Biodynamic lighting can enable people with dementia to stay longer in their own familiar home environment by utilising the therapeutic benefits of biodynamic light as a non-pharmacological solution (1, 2, 3).

  • Lighting research has shown that biodynamic light has a positive effect on biological, physiological and psychological well-being and health.
  • It can support and regulate the biological clock, known as the circadian rhythm to a 24-hour sleep/wake cycle in older adults and people with dementia.
  • A restored circadian rhythm can enable older adults to be more active throughout the day, provides them with more energy to engage with activities such as gardening, spending time with family and friends or simply relaxing and reading.
  • Sleep pattern becomes uninterrupted for longer periods which allows for a more restful night sleep.

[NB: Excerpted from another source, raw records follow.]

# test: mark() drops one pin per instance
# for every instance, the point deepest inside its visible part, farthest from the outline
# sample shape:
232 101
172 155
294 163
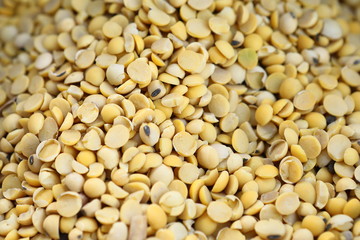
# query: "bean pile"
180 119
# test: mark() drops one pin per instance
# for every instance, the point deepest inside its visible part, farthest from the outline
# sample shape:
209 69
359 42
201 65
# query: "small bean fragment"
247 58
184 144
117 136
287 203
69 204
219 211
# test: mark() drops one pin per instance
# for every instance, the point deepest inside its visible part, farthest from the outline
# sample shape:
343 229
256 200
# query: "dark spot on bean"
81 213
235 43
330 119
328 227
273 237
61 74
147 130
156 92
330 167
31 160
64 236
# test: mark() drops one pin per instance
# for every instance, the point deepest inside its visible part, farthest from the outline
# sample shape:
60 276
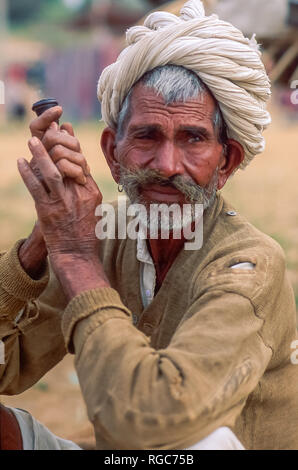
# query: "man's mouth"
163 193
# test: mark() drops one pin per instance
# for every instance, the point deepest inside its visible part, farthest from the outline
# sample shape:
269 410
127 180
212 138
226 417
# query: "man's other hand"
61 144
66 213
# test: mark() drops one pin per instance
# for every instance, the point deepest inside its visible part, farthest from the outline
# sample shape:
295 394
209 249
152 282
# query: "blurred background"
58 48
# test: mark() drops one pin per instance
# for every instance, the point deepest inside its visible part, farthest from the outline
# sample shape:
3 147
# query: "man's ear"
230 161
108 145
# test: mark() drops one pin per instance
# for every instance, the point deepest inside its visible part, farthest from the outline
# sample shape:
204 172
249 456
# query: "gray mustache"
132 181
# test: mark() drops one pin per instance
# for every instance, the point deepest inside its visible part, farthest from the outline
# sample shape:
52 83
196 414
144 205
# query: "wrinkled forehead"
147 102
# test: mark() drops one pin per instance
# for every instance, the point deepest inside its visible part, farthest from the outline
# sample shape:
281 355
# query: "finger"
39 125
61 153
49 171
70 170
66 126
52 138
32 183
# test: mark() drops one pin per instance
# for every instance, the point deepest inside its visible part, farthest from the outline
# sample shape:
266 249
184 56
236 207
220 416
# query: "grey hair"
174 83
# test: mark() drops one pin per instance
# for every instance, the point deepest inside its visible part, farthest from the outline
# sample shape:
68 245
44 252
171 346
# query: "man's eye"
144 136
194 139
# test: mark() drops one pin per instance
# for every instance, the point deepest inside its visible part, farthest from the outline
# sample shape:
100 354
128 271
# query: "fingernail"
34 141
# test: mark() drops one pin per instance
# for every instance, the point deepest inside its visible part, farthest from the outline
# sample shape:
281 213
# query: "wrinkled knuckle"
55 177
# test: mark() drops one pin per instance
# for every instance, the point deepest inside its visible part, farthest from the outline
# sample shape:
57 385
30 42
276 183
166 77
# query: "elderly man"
174 348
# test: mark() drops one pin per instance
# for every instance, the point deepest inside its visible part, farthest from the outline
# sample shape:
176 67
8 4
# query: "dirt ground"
266 193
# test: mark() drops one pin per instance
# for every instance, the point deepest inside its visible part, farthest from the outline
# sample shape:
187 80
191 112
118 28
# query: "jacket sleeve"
142 398
30 324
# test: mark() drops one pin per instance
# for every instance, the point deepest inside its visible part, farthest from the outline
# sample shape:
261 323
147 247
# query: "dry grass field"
266 193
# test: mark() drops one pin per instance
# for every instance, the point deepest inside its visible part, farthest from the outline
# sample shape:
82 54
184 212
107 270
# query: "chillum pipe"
41 106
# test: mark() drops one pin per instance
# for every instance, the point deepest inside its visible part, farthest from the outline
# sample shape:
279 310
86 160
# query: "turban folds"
227 62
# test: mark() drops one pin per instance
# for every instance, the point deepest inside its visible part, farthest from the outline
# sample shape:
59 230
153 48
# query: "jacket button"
148 329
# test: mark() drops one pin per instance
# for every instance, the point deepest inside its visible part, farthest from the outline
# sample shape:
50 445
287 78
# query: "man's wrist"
78 273
33 255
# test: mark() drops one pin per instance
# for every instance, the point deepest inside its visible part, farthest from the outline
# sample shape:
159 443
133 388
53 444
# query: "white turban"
227 62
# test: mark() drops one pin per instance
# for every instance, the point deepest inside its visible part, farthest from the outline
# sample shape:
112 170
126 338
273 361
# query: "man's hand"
65 151
67 220
61 144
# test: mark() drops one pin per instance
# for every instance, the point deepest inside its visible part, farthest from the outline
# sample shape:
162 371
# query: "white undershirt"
148 273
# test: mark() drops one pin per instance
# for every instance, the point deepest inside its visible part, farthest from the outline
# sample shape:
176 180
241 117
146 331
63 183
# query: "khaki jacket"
212 349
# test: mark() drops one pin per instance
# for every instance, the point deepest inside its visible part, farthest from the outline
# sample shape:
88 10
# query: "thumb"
68 128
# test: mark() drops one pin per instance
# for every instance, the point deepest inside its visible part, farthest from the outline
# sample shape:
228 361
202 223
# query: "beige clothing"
211 350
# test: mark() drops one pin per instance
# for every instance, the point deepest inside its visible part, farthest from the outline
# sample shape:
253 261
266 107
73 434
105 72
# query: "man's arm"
31 328
139 397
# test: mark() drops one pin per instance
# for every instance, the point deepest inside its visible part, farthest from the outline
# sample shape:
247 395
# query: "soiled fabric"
212 349
227 62
36 436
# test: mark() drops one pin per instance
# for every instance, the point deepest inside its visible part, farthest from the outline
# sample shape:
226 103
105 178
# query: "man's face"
174 146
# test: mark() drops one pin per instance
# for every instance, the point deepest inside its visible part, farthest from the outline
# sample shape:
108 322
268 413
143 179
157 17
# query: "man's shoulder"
238 257
234 235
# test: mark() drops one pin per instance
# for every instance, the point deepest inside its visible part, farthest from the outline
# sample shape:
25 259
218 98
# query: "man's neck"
164 253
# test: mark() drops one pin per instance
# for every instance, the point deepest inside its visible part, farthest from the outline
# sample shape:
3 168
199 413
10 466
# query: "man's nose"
168 160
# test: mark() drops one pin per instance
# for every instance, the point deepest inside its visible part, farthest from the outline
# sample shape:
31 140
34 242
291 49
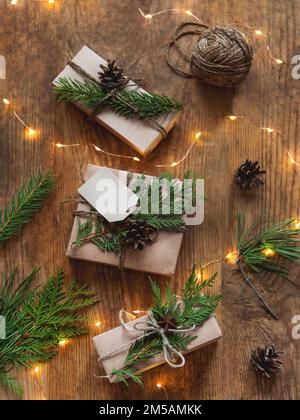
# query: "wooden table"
37 41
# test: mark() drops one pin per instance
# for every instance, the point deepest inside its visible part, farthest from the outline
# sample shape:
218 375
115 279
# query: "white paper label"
109 195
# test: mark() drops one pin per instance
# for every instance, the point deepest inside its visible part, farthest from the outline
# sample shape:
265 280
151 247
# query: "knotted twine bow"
171 355
115 93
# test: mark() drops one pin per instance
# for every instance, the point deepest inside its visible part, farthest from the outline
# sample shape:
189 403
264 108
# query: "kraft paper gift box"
136 133
111 340
159 258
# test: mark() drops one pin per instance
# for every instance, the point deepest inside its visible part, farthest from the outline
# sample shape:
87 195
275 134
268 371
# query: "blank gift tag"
109 196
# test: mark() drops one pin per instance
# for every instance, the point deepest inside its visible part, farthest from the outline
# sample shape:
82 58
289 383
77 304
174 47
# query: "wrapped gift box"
159 258
105 343
136 133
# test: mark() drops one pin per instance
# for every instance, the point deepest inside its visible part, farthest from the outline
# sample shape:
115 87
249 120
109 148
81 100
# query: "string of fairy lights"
34 133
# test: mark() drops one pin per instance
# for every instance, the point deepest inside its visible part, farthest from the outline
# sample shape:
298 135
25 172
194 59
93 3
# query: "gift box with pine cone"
147 243
102 90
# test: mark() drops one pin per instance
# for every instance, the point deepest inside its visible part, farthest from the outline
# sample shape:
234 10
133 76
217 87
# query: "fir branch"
126 103
36 320
196 309
27 201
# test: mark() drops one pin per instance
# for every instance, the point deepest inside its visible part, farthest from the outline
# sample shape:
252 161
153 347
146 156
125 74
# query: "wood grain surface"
37 41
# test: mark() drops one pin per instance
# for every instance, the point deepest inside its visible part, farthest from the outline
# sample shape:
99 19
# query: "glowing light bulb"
268 130
31 131
268 252
232 257
258 32
36 369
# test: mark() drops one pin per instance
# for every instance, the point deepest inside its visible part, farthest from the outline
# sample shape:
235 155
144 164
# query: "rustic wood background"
37 41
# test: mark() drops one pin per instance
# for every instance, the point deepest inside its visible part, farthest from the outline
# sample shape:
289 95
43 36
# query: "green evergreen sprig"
194 309
36 320
269 249
129 104
27 201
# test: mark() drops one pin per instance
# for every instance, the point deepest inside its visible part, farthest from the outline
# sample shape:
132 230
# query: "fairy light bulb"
258 32
268 252
268 130
31 131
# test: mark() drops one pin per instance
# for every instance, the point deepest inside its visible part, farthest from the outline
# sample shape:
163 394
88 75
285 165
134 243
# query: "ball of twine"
222 57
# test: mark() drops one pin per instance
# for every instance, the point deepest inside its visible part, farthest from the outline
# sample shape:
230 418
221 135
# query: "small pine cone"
249 175
112 76
267 361
139 234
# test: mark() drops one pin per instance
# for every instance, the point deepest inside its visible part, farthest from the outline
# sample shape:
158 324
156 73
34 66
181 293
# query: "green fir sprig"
131 103
194 308
271 248
27 201
36 320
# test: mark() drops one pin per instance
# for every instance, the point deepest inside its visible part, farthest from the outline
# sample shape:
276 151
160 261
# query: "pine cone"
139 234
112 76
267 361
249 175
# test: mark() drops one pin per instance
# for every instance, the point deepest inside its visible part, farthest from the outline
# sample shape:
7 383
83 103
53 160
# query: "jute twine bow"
115 93
222 55
173 357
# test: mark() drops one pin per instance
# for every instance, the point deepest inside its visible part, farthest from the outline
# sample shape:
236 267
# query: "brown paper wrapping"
159 258
136 133
113 339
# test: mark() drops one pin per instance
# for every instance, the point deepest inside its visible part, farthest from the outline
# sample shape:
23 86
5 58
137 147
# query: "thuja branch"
27 201
129 103
269 249
36 320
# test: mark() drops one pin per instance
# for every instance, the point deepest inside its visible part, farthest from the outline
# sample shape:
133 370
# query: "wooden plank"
37 41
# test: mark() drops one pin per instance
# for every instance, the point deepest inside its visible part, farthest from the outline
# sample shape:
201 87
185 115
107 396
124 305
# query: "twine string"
115 93
222 55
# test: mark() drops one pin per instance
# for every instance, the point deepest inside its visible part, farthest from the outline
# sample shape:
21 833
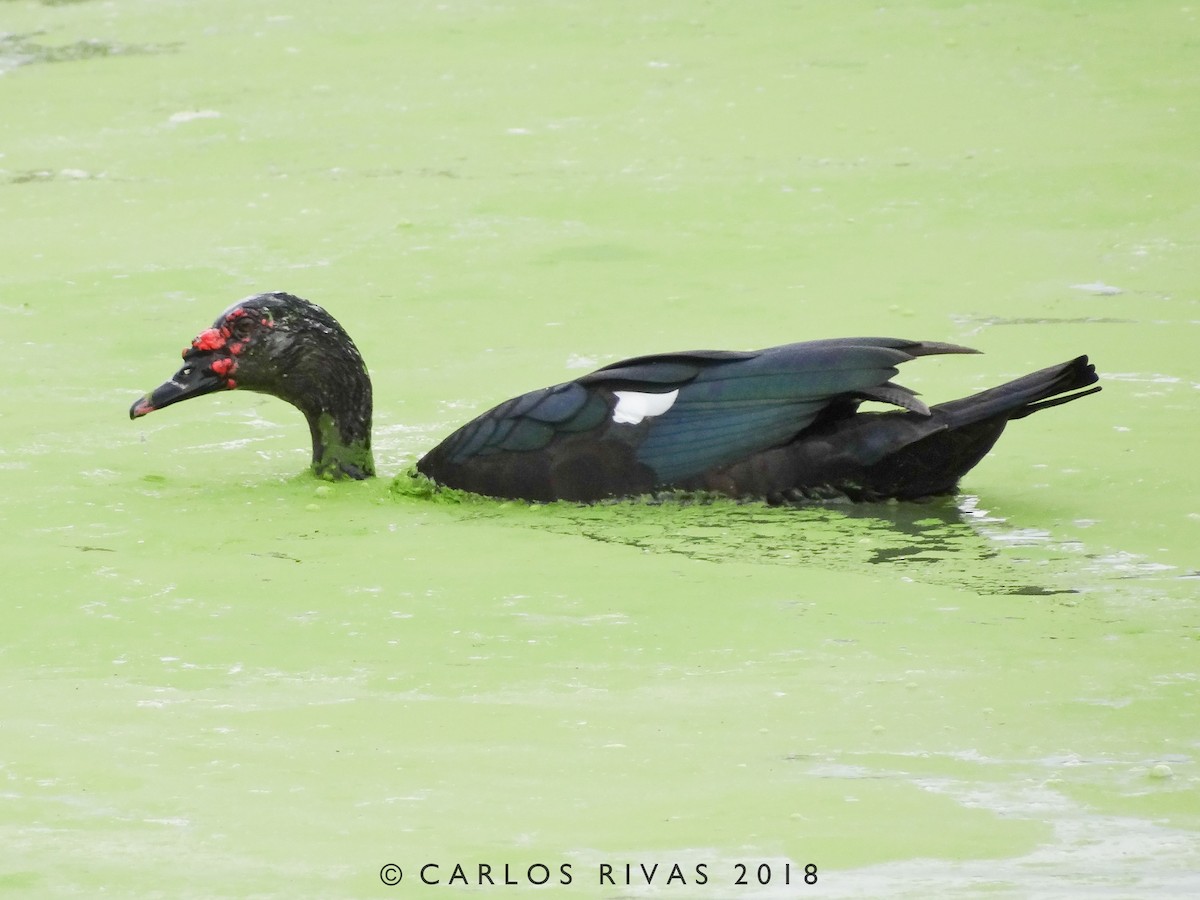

As a result the administration of sleep-inducing drugs could even be reduced in some cases.
  • Biodynamic lighting can enhance their surrounding environment, improving their visual acuity and spatial awareness so that they move safely without the risk of falls (4, 5, 6, 7, 8).
  • It has been shown to enhance better recognition of colour and objects within their environment, and highlights the facial expressions of the people who cares for them (9, 10).
  • Biodynamic lighting creates an opportunity for people with dementia to live independently for longer in their own home environment, it enhances their quality of life and those of their families.


  1. O’Neil ME, .Freeman M., Christensen V., Telerant R., Addleman A., Kansagara D. A Systematic Evidence Review of Non-pharmcological Interventions for Behavioural Symptoms of Dementia. Internet.
  2. Alessi CA., Martin JL., Webber AP., Cynthia Kim E., Josephson KR. Randomized, Controlled Trial of a Non-pharmacological Intervention to Improve Abnormal Sleep/Wake Patterns in Nursing Home Residents. J Am Geriatr Soc (2005);53, 803-810.
  3. Sloane PD., Williams CS., Mitchell CM., Preisser JS., Wood W., Barrick AL., Hickman SE., Gill KS., Connell BR., Edinger J., Zimmerman S. High-Intensity Environmental Light in Dementia: Effect on Sleep and Activity. J Am Geriatr Soc (2007);55, 1524-1533.
  4. Figueiro M., Gras L., Qi R., Rizzo P., Rea M. A Novel Night Lighting System for Postural Control and Stability in Service. Lighting Research Technology (2008);40, 111-126.
  5. Figueiro M., Gras LZ., Rea MS., Plitnick B. Lighting for Improving Balance in Older Adults With and Without Risk for Falls. Age Aging (2012);41, 392-395.
  6. Figueiro M., Plitnick B., Rea MS., Gras LZ. Lighting and Perceptual Cues; Effects on Gait Measures of Older Adults at High and Low Risk for Falls. BMC Geriatr. (2011);11, 49.
  7. Figueiro MG. Lighting the Way: A Key to Independence. A Guide for Older Adults. Lighting Research Centre. (2001); Rensselaer Polytechnic Institute, Troy, NY.
  8. Thomas Pocklington Trust. Improving Vision and Eye Health Care to People with Dementia (2010); No 8.
  9. Dsdc The Dementia Centre The Importance of Colour and Contrast (2012). Internet.
  10. Hoof J van., Kort H.S.M., Waarde H van., Blom M.M. Environmental interventions and the Design of Homes of Older Adults with Dementia; An Overview. Am J Alzheimers Dis Demen (2010);25; 202.